Ein kühles Blondes ins Glas? Nein danke, heute nicht. Wir möchten gerne etwas Dunkles zu uns nehmen, mit Röstaromen, Malznoten und womöglich einem Hauch von Trockenfrucht. Darf es zur Abwechslung ein köstlicher Speisenbegleiter und eine charmante Brauspezialität für die kühle Jahreszeit sein?

Stout, Porter & Dunkles Lager

Bis vor etwa 180 Jahren waren die allermeisten Biere dunkel. Braunbiere mit wenig ansprechender Optik. Doch den Durstigen musste das damals egal sein, denn es mangelte schlicht an Alternativen, und auch das Auge trank noch nicht mit, wenn der Gerstensaft aus undurchsichtigen Ton- oder Holzkrügen floss.
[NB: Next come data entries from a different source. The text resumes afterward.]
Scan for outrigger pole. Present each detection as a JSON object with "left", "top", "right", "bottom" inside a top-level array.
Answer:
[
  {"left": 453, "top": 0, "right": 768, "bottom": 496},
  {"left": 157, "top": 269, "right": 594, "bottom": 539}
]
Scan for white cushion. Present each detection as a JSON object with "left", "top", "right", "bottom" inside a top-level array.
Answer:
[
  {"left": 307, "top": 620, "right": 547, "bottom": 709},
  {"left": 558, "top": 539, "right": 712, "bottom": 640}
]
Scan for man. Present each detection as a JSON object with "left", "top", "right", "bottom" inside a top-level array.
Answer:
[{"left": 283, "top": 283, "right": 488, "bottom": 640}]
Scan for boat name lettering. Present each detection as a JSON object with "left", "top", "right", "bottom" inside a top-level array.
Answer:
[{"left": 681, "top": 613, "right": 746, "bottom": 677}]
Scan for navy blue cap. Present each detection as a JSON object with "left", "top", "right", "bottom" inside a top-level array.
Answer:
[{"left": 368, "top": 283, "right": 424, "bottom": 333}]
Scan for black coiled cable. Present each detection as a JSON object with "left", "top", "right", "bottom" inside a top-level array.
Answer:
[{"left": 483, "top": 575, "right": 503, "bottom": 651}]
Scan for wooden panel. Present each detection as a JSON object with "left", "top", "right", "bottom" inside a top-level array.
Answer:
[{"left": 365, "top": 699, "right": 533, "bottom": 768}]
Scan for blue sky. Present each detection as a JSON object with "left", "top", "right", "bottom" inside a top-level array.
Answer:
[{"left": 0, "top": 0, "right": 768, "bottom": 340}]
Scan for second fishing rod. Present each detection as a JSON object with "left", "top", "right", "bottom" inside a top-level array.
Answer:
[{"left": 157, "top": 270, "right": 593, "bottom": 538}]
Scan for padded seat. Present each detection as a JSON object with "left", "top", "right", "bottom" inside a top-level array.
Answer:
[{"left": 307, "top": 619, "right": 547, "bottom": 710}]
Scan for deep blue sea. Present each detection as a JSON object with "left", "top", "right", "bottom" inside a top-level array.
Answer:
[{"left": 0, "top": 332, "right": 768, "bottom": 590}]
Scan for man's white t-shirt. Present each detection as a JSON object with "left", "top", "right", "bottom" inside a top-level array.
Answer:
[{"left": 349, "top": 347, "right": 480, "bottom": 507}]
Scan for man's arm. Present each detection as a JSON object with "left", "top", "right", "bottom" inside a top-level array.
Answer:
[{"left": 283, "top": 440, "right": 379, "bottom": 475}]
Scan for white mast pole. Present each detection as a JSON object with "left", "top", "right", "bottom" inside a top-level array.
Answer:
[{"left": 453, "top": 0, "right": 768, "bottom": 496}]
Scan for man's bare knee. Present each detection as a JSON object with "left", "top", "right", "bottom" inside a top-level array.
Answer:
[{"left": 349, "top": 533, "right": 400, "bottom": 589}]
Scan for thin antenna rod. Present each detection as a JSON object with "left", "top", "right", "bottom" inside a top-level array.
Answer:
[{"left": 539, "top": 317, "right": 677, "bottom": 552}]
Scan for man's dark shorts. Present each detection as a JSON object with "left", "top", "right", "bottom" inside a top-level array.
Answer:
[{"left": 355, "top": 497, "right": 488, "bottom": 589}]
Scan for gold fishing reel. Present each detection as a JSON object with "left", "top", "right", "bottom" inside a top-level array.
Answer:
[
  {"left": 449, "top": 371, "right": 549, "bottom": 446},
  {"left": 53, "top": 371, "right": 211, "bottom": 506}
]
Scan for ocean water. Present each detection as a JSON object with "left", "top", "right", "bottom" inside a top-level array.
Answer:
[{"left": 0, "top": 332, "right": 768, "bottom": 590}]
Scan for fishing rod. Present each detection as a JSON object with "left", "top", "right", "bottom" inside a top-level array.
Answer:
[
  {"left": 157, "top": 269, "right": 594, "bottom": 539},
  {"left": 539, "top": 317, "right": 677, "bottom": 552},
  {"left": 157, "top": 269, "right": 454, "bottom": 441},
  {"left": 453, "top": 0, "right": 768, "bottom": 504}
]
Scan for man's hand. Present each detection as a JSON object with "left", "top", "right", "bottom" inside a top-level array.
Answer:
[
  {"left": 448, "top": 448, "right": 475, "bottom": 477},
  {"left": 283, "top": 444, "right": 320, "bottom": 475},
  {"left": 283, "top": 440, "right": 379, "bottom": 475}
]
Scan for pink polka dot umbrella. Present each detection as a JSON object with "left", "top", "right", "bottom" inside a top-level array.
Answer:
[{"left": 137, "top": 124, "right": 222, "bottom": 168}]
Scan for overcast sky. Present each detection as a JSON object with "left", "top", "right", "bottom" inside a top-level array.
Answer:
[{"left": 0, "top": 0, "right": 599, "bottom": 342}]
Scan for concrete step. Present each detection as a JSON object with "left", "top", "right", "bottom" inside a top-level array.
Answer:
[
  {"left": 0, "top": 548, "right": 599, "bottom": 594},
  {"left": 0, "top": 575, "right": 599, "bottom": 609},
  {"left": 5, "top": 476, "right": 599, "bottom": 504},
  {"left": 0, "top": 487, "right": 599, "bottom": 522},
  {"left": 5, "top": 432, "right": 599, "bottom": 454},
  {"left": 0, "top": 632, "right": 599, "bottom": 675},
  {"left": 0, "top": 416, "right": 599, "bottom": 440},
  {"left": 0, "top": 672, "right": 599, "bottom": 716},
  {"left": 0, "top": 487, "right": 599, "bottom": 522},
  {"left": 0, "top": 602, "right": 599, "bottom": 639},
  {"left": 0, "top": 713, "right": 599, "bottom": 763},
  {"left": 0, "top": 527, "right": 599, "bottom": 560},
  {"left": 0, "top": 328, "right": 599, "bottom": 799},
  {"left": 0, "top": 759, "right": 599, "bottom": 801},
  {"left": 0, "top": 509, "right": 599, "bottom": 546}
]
Doch das Jahr 1842 veränderte die Bierwelt radikal. Die Bürger des böhmischen Städtchens Pilsen begehrten damals auf gegen die miserable Qualität der städtischen Brauerei. Auf der Suche nach einem neuen Braumeister wurde man in Bayern fündig. Ein gewisser Josef Groll wurde angeheuert und traf in Pilsen auf bemerkenswerte Rahmenbedingungen. Das Saazer Land lieferte guten Hopfen und das Wasser von Pilsen war von guter, weicher Qualität. Ein goldenes, helles Bier erblickte in der Folge das Licht der Welt und noch heute schwören Biertrinker auf das Pilsner Urquell – es war der Startschuss für helle Lagerbiere nach Pilsener Brauart. Weitere Innovationen folgten im Rahmen der industriellen Revolution. Kühlaggregate halfen, die Temperatur bei der Gärung zu steuern, die Erhitzung des Malzes konnte schonender kontrolliert werden und eine neue Glasindustrie machte Glas erschwinglich. Plötzlich sah man, was man trank und der Siegeszug der goldenen, untergärigen Lagerbiere schritt unaufhaltsam voran.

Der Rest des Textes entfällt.